Minnesota RN Has License Suspended for the Third Time for Drug Diversion

A registered nurse (RN) who allegedly stole pain medications last year from residents in a Minnesota nursing home had her license suspended for a third time. The Minnesota Board of Nursing suspended the RN’s nursing license on August 3, 2023. The board had previously suspended her license in 2014 and 2010 after she stole prescription pain medications from residents.

The third suspension came 11 months after the RN was allegedly caught stealing pain medications from seven residents at the facility where she worked. Her supervisor, the director of nursing (DON), had become concerned about discrepancies in the narcotics log used to track medications given to residents. The DON was aware of the RN’s drug diversion at her previous job.

The nursing home performed an audit which found that during September 2022, the RN allegedly took medications from at least seven residents consisting of 31 pills of oxycodone, 11 hydromorphone, 11 hydrocodone, 5 lorazepam, 6 hydromorphone pills, and 20ml of liquid hydromorphone. She was subsequently fired.
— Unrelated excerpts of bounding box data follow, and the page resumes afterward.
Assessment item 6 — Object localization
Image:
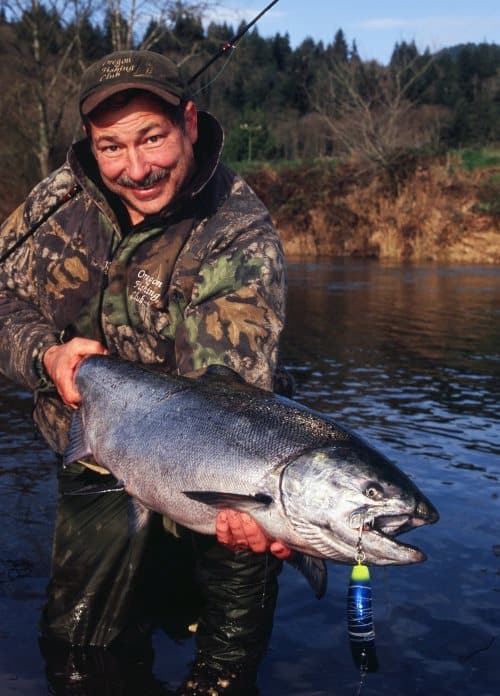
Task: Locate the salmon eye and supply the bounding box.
[365,481,384,500]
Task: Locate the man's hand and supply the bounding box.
[215,510,292,560]
[42,338,108,408]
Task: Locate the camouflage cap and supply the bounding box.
[80,51,185,116]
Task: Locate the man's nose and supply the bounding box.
[127,147,151,181]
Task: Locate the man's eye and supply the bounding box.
[99,145,120,157]
[146,133,164,145]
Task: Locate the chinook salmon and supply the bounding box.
[64,356,438,596]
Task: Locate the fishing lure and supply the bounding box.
[347,544,378,672]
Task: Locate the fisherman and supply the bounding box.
[0,51,289,695]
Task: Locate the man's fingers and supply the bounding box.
[269,541,292,561]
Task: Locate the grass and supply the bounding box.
[460,147,500,171]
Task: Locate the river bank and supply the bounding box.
[245,157,500,264]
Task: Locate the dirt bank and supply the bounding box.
[245,159,500,263]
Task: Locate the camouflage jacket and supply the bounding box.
[0,112,286,452]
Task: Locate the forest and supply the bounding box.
[0,0,500,217]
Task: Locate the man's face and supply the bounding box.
[88,95,198,225]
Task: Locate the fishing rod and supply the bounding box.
[0,0,279,264]
[187,0,279,86]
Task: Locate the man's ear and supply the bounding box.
[184,101,198,145]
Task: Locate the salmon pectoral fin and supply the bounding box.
[63,410,92,467]
[183,491,274,514]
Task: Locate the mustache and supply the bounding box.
[116,167,168,189]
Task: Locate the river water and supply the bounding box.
[0,259,500,696]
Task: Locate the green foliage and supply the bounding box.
[461,148,500,171]
[475,174,500,218]
[0,0,500,207]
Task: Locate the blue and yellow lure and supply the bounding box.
[347,560,378,672]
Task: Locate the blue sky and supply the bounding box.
[215,0,500,62]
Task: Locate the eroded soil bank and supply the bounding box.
[245,158,500,264]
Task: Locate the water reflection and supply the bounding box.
[0,261,500,696]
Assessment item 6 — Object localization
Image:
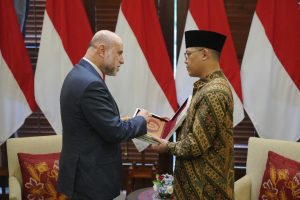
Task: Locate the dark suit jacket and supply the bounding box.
[58,59,147,200]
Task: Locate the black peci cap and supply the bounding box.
[185,30,226,53]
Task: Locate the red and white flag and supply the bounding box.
[241,0,300,141]
[176,0,244,125]
[34,0,93,134]
[0,0,37,144]
[106,0,177,116]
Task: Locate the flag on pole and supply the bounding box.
[241,0,300,141]
[34,0,93,134]
[0,1,37,144]
[176,0,244,126]
[106,0,177,116]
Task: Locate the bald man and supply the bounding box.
[58,30,150,200]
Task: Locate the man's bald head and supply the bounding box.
[84,30,124,76]
[90,30,122,48]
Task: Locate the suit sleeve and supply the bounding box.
[80,82,147,143]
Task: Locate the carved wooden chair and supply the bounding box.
[127,151,157,193]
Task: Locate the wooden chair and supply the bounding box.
[127,151,157,193]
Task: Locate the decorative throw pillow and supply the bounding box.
[259,151,300,200]
[18,153,67,200]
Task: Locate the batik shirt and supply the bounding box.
[168,71,234,200]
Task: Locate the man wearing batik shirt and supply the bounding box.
[152,30,234,200]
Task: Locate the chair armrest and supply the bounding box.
[8,176,22,200]
[234,175,251,200]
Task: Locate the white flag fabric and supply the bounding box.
[0,1,37,144]
[34,0,93,134]
[106,0,177,117]
[176,0,244,126]
[241,0,300,141]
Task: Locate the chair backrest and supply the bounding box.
[246,137,300,200]
[7,135,62,183]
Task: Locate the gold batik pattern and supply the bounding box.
[168,71,234,200]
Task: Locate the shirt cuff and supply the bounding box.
[167,142,176,154]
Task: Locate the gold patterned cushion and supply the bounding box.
[259,151,300,200]
[18,153,67,200]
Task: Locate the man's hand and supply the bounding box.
[137,109,151,123]
[151,136,168,153]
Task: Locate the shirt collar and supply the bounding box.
[82,57,103,79]
[193,69,224,94]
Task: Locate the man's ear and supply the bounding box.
[97,43,105,57]
[202,49,211,60]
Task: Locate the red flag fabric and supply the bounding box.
[106,0,177,116]
[176,0,244,125]
[0,1,37,144]
[241,0,300,141]
[35,0,93,134]
[106,0,177,151]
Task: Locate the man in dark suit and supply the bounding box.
[58,30,150,200]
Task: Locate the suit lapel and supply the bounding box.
[78,59,120,115]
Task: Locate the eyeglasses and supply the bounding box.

A Minnesota Department of Health investigative report from December substantiated that she had signed out opioid medications that were never administered to residents. In an interview with a police officer, the RN said she had only a fuzzy recollection of dispensing the drugs and blamed the charting discrepancy on a medication error or the nurse who followed her shift.

Compliance Perspective

Issue

Experts estimate that 10–15 percent of our nation’s population struggles with impairment from alcohol or drug dependency. Nurses, as part of this statistic, are distinct due to their ability to access drugs in the workplace. Because as many as one in ten nurses could be affected by a substance use disorder, it is critical that each facility implements a proactive diversion-prevention program. The consequences of failure to do this include a negative impact on residents’ quality of care, legal and ethical concerns, and potential for high scope and severity citations once a diversion problem is uncovered. Nurses who divert medications have developed a number of ways to conceal diversion. Efforts must identify the types of medications most likely to be taken, signs that diversion has taken place, and signs of impairment.

Discussion Points

    • Review your policies and procedures on preventing, identifying, and responding to drug diversion. Update as needed.
    • Train appropriate staff on actions that can be taken to prevent, identify, and respond to any suspicion of drug diversion. Provide education on the impact of drug diversion on residents as a form of abuse and neglect, staff responsibility to report concerns immediately, and the consequences of theft of controlled substances. Document that the trainings occurred, and place the signed document in each employee’s education file. Med-Net Academy (MNA) offers all clients three PowerPoint training programs in our new category of Substance Use. Visit MNA to access all three. Additionally, a program titled Drug Diversion – What Every Facility Needs to Know is available in the Fraud, Waste, and Abuse Category of MNA and is available to all Med-Net clients.
    • Periodically audit to ensure that all controlled substances are accounted for each shift, and that proper documentation of controlled substances has occurred. Your consultant pharmacist can be included in this effort.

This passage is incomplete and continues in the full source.